There was something I noticed in Nepal, and this seemed to be confirmed when i was in India. Further investigation is necessary to come up with concluding evidence (i heard things are different in the South), but in the meantime, i would like to share my findings with you - they are twofold.
1: Buddhist villages and places of worship are usually much tidier and cleaner than Hindu places; and
2: The holier the Hindu place, the filthier it is.
I like to call this the Holy Shit theory.
After Kolkata i went to Puri, on the East coast. It is not only a popular seaside resort, but also one of the four holiest places in India for Hindus. The Jagannath Mandir temple is a truly magnificent piece of Orissan temple architecture, with it’s deul or main sanctuary tower rising up to over 60 metres in height. (Unfortunately it’s not accessible to non-Hindus, though the library opposite the temple makes a good business with “donations” from tourists who like to visit its viewing platform). However the area immediately surrounding the temple is one big jumble and mess of people, errant cows (and big menacing-looking bulls!) and all of their excrements. Right next to one of the walls was a huge pile of rubbish, yet nobody seemed to care. Apparently there’s no need for sacred places to be clean.
In contrast, the site of the Sun Temple in Konark, 36 km further North on the coast, was impeccably clean - maybe because the temple is no longer a place of worship but a Unesco World Heritage site?The ruins were really impressive, with hundreds and hundreds of statues carved in the walls (and a guide who didn’t hesitate to point out, in a hushed voice, all the erotic details on them). The remaining building looked pretty imposing with its 35 metres of height, so one can only imagine how impressive the main tower once was (more than 70 metres high - unfortunately it collapsed in the 19th century).
I rented a moped to go to Konark. Now, i’d never ridden a moped before, but i figured it wouldn’t be to difficult. The best part is that you have a horn too, so you can weave through traffic and blow it at everyone in front of you! Sweet sonic revenge. I felt perfectly at ease manoeuvring through swarms of pedestrians, bikes, cycle and auto rickshaws on the main bazaar in Puri, as if I’d had been doing it all my life!

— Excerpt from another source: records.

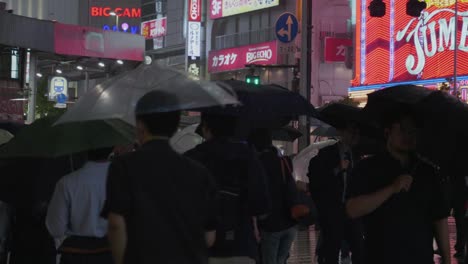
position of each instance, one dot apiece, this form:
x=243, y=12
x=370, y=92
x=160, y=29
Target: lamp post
x=116, y=19
x=455, y=56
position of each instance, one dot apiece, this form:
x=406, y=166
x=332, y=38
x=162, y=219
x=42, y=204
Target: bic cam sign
x=98, y=11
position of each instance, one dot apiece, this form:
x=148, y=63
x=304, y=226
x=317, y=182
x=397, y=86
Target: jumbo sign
x=237, y=58
x=99, y=11
x=397, y=47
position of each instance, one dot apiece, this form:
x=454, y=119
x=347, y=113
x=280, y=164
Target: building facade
x=164, y=23
x=399, y=49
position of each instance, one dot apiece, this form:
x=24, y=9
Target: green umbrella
x=42, y=139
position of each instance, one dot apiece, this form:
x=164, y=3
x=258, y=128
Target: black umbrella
x=265, y=105
x=12, y=127
x=287, y=133
x=339, y=115
x=325, y=131
x=441, y=118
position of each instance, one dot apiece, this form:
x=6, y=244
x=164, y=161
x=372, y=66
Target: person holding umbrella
x=329, y=174
x=159, y=204
x=400, y=197
x=74, y=212
x=242, y=194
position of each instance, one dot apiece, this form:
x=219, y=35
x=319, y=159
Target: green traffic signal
x=251, y=79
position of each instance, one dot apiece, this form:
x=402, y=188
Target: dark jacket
x=326, y=181
x=166, y=200
x=234, y=165
x=278, y=185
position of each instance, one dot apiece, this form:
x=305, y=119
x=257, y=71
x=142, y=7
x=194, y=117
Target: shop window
x=10, y=64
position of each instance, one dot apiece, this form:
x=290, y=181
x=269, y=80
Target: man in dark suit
x=159, y=203
x=328, y=177
x=242, y=189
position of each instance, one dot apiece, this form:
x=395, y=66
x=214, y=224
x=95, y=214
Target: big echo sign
x=397, y=47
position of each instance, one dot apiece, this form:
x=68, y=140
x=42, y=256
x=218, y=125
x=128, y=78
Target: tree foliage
x=45, y=107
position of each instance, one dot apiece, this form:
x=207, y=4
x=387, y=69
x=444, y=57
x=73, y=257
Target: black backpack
x=233, y=219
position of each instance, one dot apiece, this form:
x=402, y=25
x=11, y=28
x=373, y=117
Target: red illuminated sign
x=398, y=47
x=98, y=11
x=154, y=28
x=195, y=10
x=335, y=49
x=237, y=58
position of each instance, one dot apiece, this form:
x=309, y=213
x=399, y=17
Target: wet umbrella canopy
x=117, y=97
x=42, y=139
x=269, y=106
x=441, y=119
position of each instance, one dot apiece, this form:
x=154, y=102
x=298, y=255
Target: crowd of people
x=233, y=199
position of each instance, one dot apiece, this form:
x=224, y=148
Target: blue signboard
x=287, y=27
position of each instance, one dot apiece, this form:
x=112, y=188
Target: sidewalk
x=303, y=249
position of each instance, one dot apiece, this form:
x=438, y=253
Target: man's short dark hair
x=157, y=110
x=396, y=115
x=99, y=154
x=220, y=125
x=161, y=124
x=261, y=138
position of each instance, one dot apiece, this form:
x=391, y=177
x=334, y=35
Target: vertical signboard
x=194, y=35
x=58, y=91
x=154, y=28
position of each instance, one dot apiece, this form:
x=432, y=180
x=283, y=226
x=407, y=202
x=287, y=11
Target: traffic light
x=377, y=8
x=252, y=79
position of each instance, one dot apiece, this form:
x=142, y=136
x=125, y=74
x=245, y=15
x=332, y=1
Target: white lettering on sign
x=341, y=50
x=426, y=48
x=195, y=10
x=261, y=55
x=224, y=59
x=216, y=7
x=194, y=39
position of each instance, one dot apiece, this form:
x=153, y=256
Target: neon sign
x=400, y=48
x=98, y=11
x=124, y=27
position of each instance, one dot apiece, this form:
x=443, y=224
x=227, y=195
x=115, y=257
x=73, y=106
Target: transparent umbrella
x=117, y=97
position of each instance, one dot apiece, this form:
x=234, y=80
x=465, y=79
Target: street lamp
x=116, y=19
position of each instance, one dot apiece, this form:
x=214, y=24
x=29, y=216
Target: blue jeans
x=275, y=246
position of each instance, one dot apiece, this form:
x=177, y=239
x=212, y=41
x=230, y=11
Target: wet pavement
x=303, y=249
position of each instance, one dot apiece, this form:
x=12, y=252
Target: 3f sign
x=341, y=50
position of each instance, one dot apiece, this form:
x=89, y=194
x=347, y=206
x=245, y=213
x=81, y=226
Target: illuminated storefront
x=399, y=49
x=116, y=15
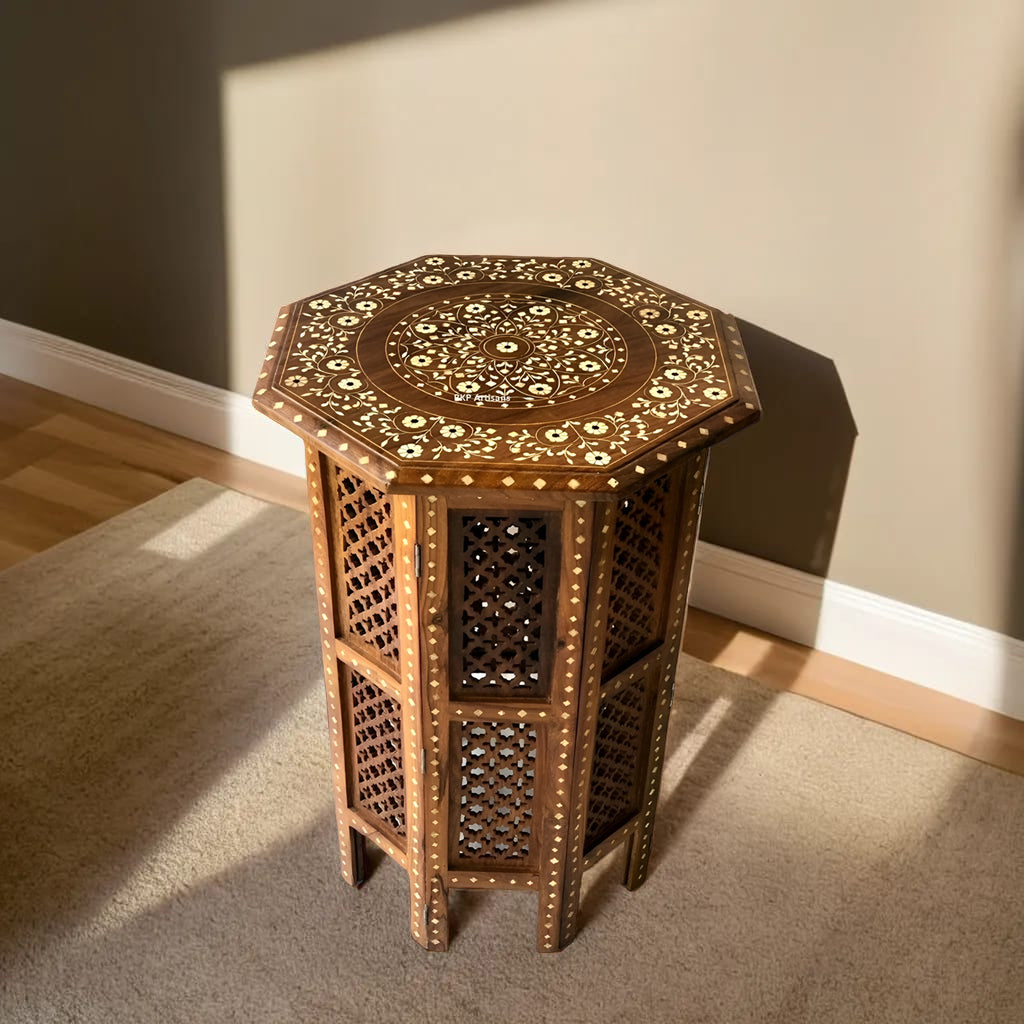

For some reason I had always thought that Puri was a small seaside town with a couple of backpacker joints near the beach and then the old temple, but it’s actually quite a big place with more than 150,000 inhabitants. The temple alone is said to employ 6,000 people! The whole area around it is swarming with people (we are in India, after all), and hundreds of shops are strung out along a huge boulevard with the usual traffic frenzy. The western end of the beach has an endless string of hotels and resorts aimed at holidaymakers from Kolkata, sort of making it the Benidorm of West Bengal.
Foreign tourists tend to stay in the guesthouses at the eastern end, near the fishing village. All the boats lined up on the beach sure look picturesque, but it’s less appealing when you realize that the fishermen use the beach as an open toilet. Every couple of meters you’ll find one squatting down, letting it all hang out, and taking a dump. To be honest, the beach is one of the least appealing I’ve ever visited: the sea isn’t exactly turquoise, the sand is dirty, and there are no palm trees swaying in the breeze to provide some much-needed shade. But still, it’s the seaside! It was great to go for a swim (provided you were far enough from the toilet part of the beach) or a boat ride with some fishermen, and to feast on delicious fresh fish and sea food. It felt weird, after eating only ridiculously cheap stuff in Kolkata, to have to pay two euros or more for a meal! But oh what good food it was! At night, i hung out on the beach (no mosquitoes there), and watched the fishermen play a game of cricket under the floodlights, while every now and then big fireworks blasted through the sky at random moments.
It was nice to relax in Puri for a couple of days, taking in the temples, the tropical temperatures and the lovely food. From there, i took the longest train ride of my trip, a less comfortable one too (3AC instead of 2AC - three bunks on top of each other instead of two, and i had the middle one), to Varanasi, a place that would further confirm my Holy Shit theory. I didn’t close an eye on that train, partly because of the cramped bunk, partly because i didn’t want to miss the stop i needed to get off at 5 am, and mostly because i had a massive, massive cold again. At one point i just stood in the toilet for five minutes, just sneezing and blowing my nose. My whole point felt like a throwing mass of mucus, and i sent litres of snot flying in metres of toilet paper. But in the morning i did get to Varanasi alright.